Di tepi Danau Poso, Sulawesi Tengah, A Way of Life–judul asli Waya Masapi–(Ifdhal Permana, 2024) menyelami dilema Ello, seorang remaja yang berdiri di persimpangan antara impian dan beban warisan leluhur yang berada di ambang kepunahan. Waya masapi adalah alat penangkap ikan tradisional, yang–bisa dibilang–melampaui fungsinya. Karena dalam kebiasaan masyarakat Tentena, waya juga menjadi simbol persatuan yang mengikat komunitas, tempat kala tawa dan cerita berpadu, serta menyimpan warisan budaya. Waya yang dimiliki oleh keluarga Ello adalah satu-satunya yang tersisa, menjadikannya semakin berharga dalam konteks pelestarian tradisi. Cepat atau lambat, proyek PLTA Poso berpotensi menggusur waya masapi, menyisakan nasib yang mungkin sama dengan waya-waya lainnya yang telah hilang.

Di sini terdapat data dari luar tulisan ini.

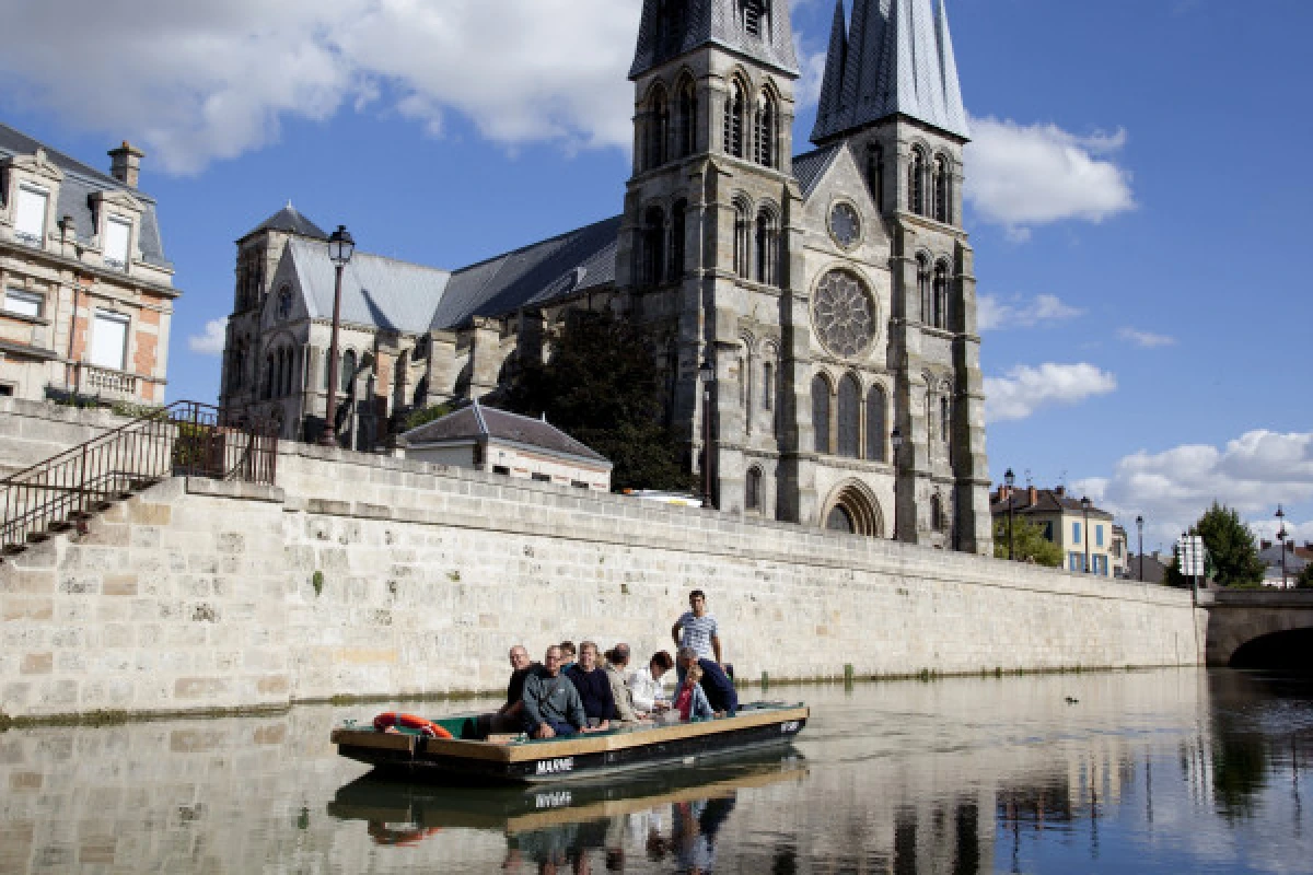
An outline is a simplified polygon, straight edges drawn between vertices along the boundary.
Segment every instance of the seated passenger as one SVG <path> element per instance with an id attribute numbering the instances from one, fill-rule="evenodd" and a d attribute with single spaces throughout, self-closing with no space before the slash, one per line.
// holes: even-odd
<path id="1" fill-rule="evenodd" d="M 616 644 L 613 648 L 607 651 L 607 682 L 611 685 L 611 698 L 616 702 L 616 719 L 625 725 L 634 725 L 645 714 L 639 714 L 634 707 L 634 693 L 625 683 L 625 676 L 629 674 L 626 670 L 629 668 L 629 645 Z M 587 708 L 584 708 L 587 711 Z"/>
<path id="2" fill-rule="evenodd" d="M 575 666 L 575 651 L 574 641 L 561 641 L 561 673 L 565 674 Z"/>
<path id="3" fill-rule="evenodd" d="M 579 662 L 565 676 L 579 690 L 588 725 L 609 729 L 616 716 L 616 699 L 611 695 L 611 682 L 607 673 L 597 665 L 597 645 L 584 641 L 579 645 Z"/>
<path id="4" fill-rule="evenodd" d="M 642 714 L 660 714 L 670 708 L 662 678 L 675 668 L 675 660 L 666 651 L 653 653 L 647 668 L 638 669 L 629 677 L 629 690 L 634 697 L 634 710 Z"/>
<path id="5" fill-rule="evenodd" d="M 712 703 L 716 716 L 734 716 L 738 712 L 738 693 L 734 690 L 734 682 L 725 674 L 725 669 L 721 668 L 720 662 L 697 659 L 697 652 L 691 647 L 679 648 L 679 666 L 687 672 L 693 665 L 702 669 L 702 693 L 706 694 L 706 701 Z"/>
<path id="6" fill-rule="evenodd" d="M 679 719 L 685 723 L 688 720 L 710 720 L 716 716 L 716 712 L 712 711 L 712 703 L 706 701 L 706 694 L 699 685 L 701 680 L 702 669 L 697 665 L 689 665 L 688 670 L 684 672 L 684 686 L 675 697 L 675 710 L 679 711 Z"/>
<path id="7" fill-rule="evenodd" d="M 561 677 L 561 648 L 549 647 L 542 666 L 524 682 L 524 731 L 534 739 L 557 739 L 588 731 L 588 716 L 574 685 Z"/>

Ello, sebagai anak bungsu yang diharapkan untuk melanjutkan kelestarian waya masapi, menghadapi beban berat. Di dalam dirinya bergejolak keinginan untuk menjelajahi dunia, meraih pengalaman, dan mengukir jalannya sendiri, sementara harapan keluarganya untuk melestarikan warisan ini membayangi setiap langkahnya. Tidak ada jawaban pasti—hanya harapan dan keraguan yang silih berganti, menuntut Ello untuk menemukan keseimbangan antara melestarikan warisan yang berharga dan mengejar impian yang membara dalam hatinya.

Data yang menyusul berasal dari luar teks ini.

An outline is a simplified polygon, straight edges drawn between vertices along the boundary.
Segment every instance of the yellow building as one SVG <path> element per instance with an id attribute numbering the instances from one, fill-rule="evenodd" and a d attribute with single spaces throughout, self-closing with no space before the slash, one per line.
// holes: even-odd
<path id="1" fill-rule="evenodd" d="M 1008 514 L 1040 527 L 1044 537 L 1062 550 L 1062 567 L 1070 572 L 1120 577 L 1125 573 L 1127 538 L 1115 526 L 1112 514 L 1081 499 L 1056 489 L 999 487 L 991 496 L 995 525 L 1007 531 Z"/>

Mampukah kita melawan waktu untuk menjaga warisan tetap hidup? Harus mulai dari mana?
Jawabannya, sebagian, terletak pada kesadaran dan pengetahuan kolektif. Dokumenter ini menunjukkan bahwa generasi muda seperti Ello tidak berjalan sendirian. Generasi muda di Tentena terbukti mampu menyampaikan dan menjelaskan pengetahuan budaya mereka dengan percaya diri, menunjukkan kedalaman pemahaman dan rasa cinta terhadap warisan yang mereka miliki. Dengan membawa pengetahuan ini ke permukaan, mereka memberi harapan bagi kelangsungan tradisi yang berharga.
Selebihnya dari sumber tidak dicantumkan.